Chapter 3 : Impossible!

14 3 0
                                    

Dirumah Sakit Venecia..
Kamar VVIP Anggrek no. 95

Author's POV

Devano memasuki ruangan yang sudah sangat ia kenal.
Ia membawa Sebuket mawar biru kesukaan adiknya.

Ia duduk di Sofa dan menatap Adiknya yang tertidur pulas diatas ranjang rumah sakit. Dgn seorang suster yang datang untuk mengontrol perkembangan Clara.

"Selamat Malam Tuan Devano." Sapanya saat Devano baru memasuki ruangan.

"Malam Sus. Oh ya Clara?"

"Nona Clara, baru saja tertidur pulas setelah makan dan minum obat." Jawabnya.

"Oh ya udah. Mama mana?" Tanya Devano lagi.

"Nyonya pergi keluar sebentar dgn Tuan."

"Loh, ada Papa juga? Sejak kapan?" Tanya nya.

"Sejak tadi siang Tuan."

"Apa ada yang bisa saya bantu lagi?" Tanya Suster itu.

Devano hanya menggeleng mewakili jawaban Tidak.

Akhirnya Suster itu keluar dari Ruangan Clara. Dan hal ini memudahkan Devano dengan leluasa melakukan apa yang ia mau.

"Kalau begitu, jika tidak ada kepentingan lagi, saya mohon permisi."

"Hmm.."

Setelah Suster tersebut benar benar keluar dari ruangan yg redup tersebut.

Devano bangkit dari duduk nya di Sofa, mengambil sebuar kursi dan duduk dihadapan ranjang Clara.

Menatapi muka pucat adiknya yg sedang tertidur pulas.
Ia menggenggam tangan kecil dan dingin itu. Dgn sesekali membelai rambut adiknya.

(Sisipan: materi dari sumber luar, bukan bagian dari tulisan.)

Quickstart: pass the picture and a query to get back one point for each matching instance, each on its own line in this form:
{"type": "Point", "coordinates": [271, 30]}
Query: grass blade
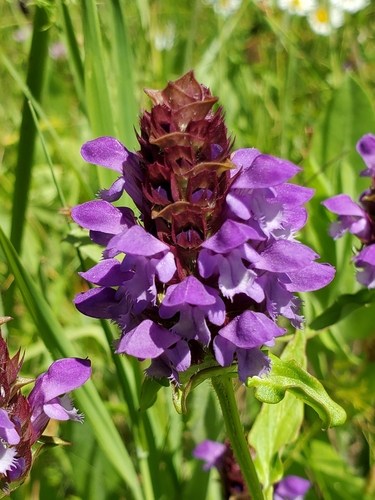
{"type": "Point", "coordinates": [56, 341]}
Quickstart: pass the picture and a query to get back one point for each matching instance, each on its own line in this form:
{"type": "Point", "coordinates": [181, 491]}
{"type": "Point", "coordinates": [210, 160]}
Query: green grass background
{"type": "Point", "coordinates": [286, 91]}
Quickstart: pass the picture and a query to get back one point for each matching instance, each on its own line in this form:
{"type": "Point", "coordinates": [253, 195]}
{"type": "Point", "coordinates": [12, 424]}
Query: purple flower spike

"Kakak kangen ajak jalan jalan kamu Vel. Kakak kangen dibuatin bekal sama kamu. Kakak kangen karena kamu nggak ada dirumah Vel." Batin nya dgn membelai rambut adiknya tersebut.

"Tetap bertahan Vel. Kamu kuat. Kamu bisa sembuh."

"Kakak tau hari ini kamu sedih banget. Walau kamu nggak pernah bilang. Kakak tau, Kamu kangen sama Nathaniel kan? Mungkin Nathaniel bisa membantumu sembuh. Tapi sayang, sebagai kakak aku sudah terlanjur janji padamu. Untuk tak memberitahu apapun tentangmu pada Nat."

Kemudian Devano bangkit mengambil sebuket mawar tadi. Lalu menatanya rapi kedalam Vas bunga diatas Nakas.

Setelah itu ia kembali duduk di sofa dan memutuskan untuk membiarkan adiknya tertidur lelap. Sedangkan ia akan mengerjakan tugas sekolahnya.

***

Disisi lain,

Sharelicya sedang bingung dikamarnya. Lantaran harus menelpon Devano, atau tidak.

"Telpon nggak ya? Kalo nggak diangkat gimana?"

"Ah Bodo, diangkat atau nggak urusan belakangan. Intinya kan aku udah coba. Toh, juga cuma buat ngucapin Terima kasih Doang."

Akhirnya ia memutuskan untuk menelpon Devano.

***

Devano yang sedang belajar awalnya tak mengerti, karena Ponsel nya di Mode Hening. Agar tidak menimbulkan suara yang mungkin bisa membuat Adiknya terbangun.

"Nih siapa juga. Telpon berulang ulang. Ganggu aja. Nomor nggak dikenal juga. Ah Bodo, Cuekin aja. Paling juga salah sambung." Batin Devano.

***

Sedangkan Sharel sangat kesal karena ia sudah berusaha berulang kali untuk menelpon Devano namun hingga kini belum juga diangkat.

"Yah kok nggak diangkat. Nih anak kok nggak pedulian banget sih. Nyeselin deh.
Coba terus aja sampe diangkat. Lagian cuma tinggal angkat aja apa susahnya sih?
Punya tangan nggak bersyukur." Umpat Sharel kesal.